I began to think about the little cabin that my grandfather built for himself on his farm property. It was built all of wood and sat beside the creek. The cabin was surrounded by trees and one could not see another house or building from its location. Inside the cabin there were simple furnishings: a bed, a table and two chairs and a small wood stove. I never knew why my grandfather built this for himself. Perhaps it was a kind of retreat. Seeing all those pictures of cabins in the woods, I now think he was following a tradition that he remembered from Finland.

June Pelo
12-04-04, 19:34
Claire,

Most of my relatives in Finland have a little stuga and sauna in the countryside, usually on a lake. They spend most of the summer living there after being "cooped up" at home during the long dark winter. Here's a typical picture of what one can see around the lakes in Finland - the sauna at the left.

June

Claire
12-04-04, 20:57
Hello June:

I am also curious to know about the colour of these stugas. Is there a reason why they are red? All the other photos I've seen also have red cabins.

June Pelo
12-04-04, 22:25
Claire,

I don't know why buildings were painted red but would guess that perhaps the mineral used to make red paint was easy to obtain. In very olden times the buildings weren't painted at all, and later they began to paint them red with white corners - and some were painted yellow. I think that at one time a red house indicated a wealthy family (or was it a yellow house?) Here is the house where my father's mother was born in Karleby, Finland. It has belonged to the family since the 1600s and has always been painted yellow as far as anyone remembers. My father's father's house was red and most of my relative's houses were painted red. Perhaps someone in Finland will know why those colors were used.

June

debbiesantelli
13-04-04, 01:41
I once asked about the red paint on the homes and other buildings in Finland and my Dad told me that it was because the paint was made from either rust or something (perhaps iron?) in the soil. I'll have to ask him again. I know he said it was excellent and inexpensive paint, it preserved the homes and buildings for years, and didn't require a lot of re-painting.
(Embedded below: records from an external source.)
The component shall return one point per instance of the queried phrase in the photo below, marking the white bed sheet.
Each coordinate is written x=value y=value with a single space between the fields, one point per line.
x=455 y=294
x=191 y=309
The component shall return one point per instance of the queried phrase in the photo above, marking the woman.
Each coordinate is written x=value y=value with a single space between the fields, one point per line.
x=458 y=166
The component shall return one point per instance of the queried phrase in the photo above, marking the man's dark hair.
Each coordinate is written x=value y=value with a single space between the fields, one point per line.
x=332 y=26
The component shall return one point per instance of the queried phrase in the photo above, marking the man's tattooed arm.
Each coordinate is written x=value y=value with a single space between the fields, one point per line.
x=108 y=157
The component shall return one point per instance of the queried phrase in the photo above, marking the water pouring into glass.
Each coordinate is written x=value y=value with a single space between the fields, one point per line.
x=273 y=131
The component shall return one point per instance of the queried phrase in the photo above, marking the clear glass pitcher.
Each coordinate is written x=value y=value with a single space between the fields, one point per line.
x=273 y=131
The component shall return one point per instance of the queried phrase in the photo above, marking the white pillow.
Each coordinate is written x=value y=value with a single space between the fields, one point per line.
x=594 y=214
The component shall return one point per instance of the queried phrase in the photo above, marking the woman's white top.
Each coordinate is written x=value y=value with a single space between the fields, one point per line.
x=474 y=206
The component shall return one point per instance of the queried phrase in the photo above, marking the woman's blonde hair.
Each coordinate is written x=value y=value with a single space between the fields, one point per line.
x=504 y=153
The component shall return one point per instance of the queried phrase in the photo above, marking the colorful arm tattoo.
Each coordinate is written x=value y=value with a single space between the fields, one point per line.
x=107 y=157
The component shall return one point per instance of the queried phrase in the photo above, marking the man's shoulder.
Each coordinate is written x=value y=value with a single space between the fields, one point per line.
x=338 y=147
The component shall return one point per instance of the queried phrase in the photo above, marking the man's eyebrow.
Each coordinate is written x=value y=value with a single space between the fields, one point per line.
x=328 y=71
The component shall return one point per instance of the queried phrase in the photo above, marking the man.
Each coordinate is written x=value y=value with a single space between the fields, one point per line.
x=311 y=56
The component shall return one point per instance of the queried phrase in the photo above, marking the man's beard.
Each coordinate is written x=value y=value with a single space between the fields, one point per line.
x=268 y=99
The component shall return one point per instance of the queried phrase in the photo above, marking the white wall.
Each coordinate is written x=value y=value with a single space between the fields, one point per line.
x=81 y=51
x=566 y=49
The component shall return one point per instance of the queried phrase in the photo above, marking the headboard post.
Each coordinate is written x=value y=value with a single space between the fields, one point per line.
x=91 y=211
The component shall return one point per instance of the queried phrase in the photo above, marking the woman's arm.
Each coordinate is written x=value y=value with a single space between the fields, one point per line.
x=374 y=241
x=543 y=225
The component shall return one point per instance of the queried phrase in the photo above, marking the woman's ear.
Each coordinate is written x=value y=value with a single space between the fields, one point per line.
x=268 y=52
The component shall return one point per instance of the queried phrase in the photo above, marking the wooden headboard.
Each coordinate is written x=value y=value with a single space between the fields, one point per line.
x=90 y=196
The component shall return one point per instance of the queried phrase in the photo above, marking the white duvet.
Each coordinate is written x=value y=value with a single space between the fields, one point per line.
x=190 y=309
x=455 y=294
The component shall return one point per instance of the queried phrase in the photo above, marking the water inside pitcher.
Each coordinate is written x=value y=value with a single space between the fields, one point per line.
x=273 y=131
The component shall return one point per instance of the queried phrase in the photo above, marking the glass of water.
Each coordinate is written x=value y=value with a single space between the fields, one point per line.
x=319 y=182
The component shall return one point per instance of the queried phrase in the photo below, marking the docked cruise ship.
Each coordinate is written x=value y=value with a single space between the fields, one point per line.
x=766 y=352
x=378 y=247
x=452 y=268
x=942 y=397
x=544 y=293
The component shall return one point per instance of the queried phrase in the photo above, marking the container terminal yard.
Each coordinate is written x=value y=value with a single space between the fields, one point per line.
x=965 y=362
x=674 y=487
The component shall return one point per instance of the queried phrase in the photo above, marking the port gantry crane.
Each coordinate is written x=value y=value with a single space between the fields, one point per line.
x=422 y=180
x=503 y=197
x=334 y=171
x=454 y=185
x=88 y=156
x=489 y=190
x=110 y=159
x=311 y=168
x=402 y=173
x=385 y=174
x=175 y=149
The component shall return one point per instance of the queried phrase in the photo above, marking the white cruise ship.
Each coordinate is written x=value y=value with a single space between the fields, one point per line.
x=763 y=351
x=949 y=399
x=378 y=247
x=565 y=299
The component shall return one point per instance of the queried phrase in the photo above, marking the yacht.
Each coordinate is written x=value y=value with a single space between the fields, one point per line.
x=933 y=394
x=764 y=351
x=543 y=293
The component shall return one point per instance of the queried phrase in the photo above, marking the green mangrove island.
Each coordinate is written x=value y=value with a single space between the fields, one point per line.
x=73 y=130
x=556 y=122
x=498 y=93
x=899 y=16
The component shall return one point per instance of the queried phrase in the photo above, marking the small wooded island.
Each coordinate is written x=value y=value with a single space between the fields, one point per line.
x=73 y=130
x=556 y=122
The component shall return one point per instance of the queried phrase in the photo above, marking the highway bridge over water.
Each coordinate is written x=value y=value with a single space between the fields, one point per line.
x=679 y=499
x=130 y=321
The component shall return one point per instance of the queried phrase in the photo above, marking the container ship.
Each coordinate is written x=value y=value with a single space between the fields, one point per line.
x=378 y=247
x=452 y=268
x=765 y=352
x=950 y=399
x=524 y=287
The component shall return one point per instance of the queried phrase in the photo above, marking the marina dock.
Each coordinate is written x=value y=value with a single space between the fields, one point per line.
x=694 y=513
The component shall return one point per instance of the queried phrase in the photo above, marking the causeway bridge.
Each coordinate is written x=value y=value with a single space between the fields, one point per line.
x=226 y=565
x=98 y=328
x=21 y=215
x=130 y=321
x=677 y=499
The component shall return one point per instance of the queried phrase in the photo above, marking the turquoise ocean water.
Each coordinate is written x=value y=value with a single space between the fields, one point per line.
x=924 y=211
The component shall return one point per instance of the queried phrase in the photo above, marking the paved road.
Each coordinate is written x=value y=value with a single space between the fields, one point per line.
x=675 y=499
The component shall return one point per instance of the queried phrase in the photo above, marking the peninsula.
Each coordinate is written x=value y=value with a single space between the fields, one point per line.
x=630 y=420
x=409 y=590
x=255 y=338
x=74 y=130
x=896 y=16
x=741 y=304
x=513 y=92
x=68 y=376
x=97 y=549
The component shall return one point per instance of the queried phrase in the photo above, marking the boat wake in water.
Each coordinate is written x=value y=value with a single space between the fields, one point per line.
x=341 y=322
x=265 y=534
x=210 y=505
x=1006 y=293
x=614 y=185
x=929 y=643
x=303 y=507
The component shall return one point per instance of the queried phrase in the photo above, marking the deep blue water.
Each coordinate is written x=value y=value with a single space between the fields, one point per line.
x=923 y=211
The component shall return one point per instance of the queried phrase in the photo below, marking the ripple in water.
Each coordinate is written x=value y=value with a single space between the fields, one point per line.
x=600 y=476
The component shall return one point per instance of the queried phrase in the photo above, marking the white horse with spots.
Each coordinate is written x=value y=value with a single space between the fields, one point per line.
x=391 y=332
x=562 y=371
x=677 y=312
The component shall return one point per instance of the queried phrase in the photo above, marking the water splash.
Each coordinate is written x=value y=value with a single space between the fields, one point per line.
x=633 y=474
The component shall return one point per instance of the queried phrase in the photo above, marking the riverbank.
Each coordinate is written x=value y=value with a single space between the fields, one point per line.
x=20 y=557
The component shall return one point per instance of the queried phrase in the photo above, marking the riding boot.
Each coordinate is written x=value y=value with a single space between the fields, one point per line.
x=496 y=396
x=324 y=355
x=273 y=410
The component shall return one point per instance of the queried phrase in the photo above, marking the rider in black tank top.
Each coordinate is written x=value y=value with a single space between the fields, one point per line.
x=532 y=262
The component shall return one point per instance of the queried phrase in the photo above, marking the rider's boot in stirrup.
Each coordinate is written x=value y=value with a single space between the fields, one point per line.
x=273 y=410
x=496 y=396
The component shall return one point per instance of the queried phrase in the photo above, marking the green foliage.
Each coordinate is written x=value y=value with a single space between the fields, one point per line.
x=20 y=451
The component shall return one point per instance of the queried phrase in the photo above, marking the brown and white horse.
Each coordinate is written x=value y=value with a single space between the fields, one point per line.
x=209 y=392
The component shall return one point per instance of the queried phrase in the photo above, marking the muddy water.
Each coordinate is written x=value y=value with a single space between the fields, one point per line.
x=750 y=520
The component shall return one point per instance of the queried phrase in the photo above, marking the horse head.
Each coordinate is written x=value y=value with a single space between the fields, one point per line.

Anybody else know the answer?

--Debbie

Hasse Andtbacka
13-04-04, 06:53
The red painted houses

The pigment was hematite, an iron oxide from Stora Kopparberg's mine in Falun, Sweden; the world's oldest limited company. An owner's letter for Bishop Peter i Västerås is dated June 16th, 1288!

The iron oxide pigment, Falu rödfärg, was a byproduct from the mine; already 1616 it was on the market, but in bigger amounts since 1764. A red painted house was first a sign for a wealthy owner, but in the 19th century common people started using this paint.

I have to admit that our house is painted red with hematite from Italy
:rolleyes:

Hasse Andtbacka

Kaj Granlund
22-04-04, 22:30
A very simplified explanation is that the red colour at first was rather expensive. Just the rich people in the cities could afford it. Gradually the prices got down and the farmers could afford that colour too. Then the people in the cities didn’t want their houses to look like those in the countryside, so they bought some expensive white colour to paint the corners, and windows. As the farmers could afford some white colour too. There had to be a new change in the cities. They started to paint the whole house with light, expensive paint.
That red and also yellow colour is very easy to paint, and doesn’t destroy the wood.

There were times during 1960 – 1980:s as that red colour was regarded old fashioned. But there has been a change. It fits to the green of the trees, the blue of the lakes gives colour in the snow

Gita Wiklund
24-04-04, 21:09
"According to Swedish legend, it was a billy goat named KDre, who arrived home with his horns covered in red soil, that led to the discovery of the enormous treasure concealed there, in the form of the Great Copper Mountain" read more at:

http://www.visitfalun.se/varldsarvet/eng/index.htm

Gita :)

sune
26-04-04, 18:46
In the 19th century farm houses were painted red, and perhaps some crofters houses as well, but the really poor folk could not afford to paint their houses.

The vicarages and the mansions (herrgård) were yellow. The yellow colour was a sign of wealth when the red colour got cheap enough for "ordinary" folks.

There must have been a domestic source for the red paint here in Finland, because I don't think that the colour would have been so popular during Russian rule if it wou have to have been imported. Besides the name for it in Finland has never been "Falu röd". In Swedish we talk about "rödmylla" and in Finnish it is called "punamulta". Both words translates into "red soil", which it really is.

The Russians liked to paint their houses blue, which was unthinkable in Finland during my childhood. Nowadays different shades of blue are not uncommon in Finnish houses either.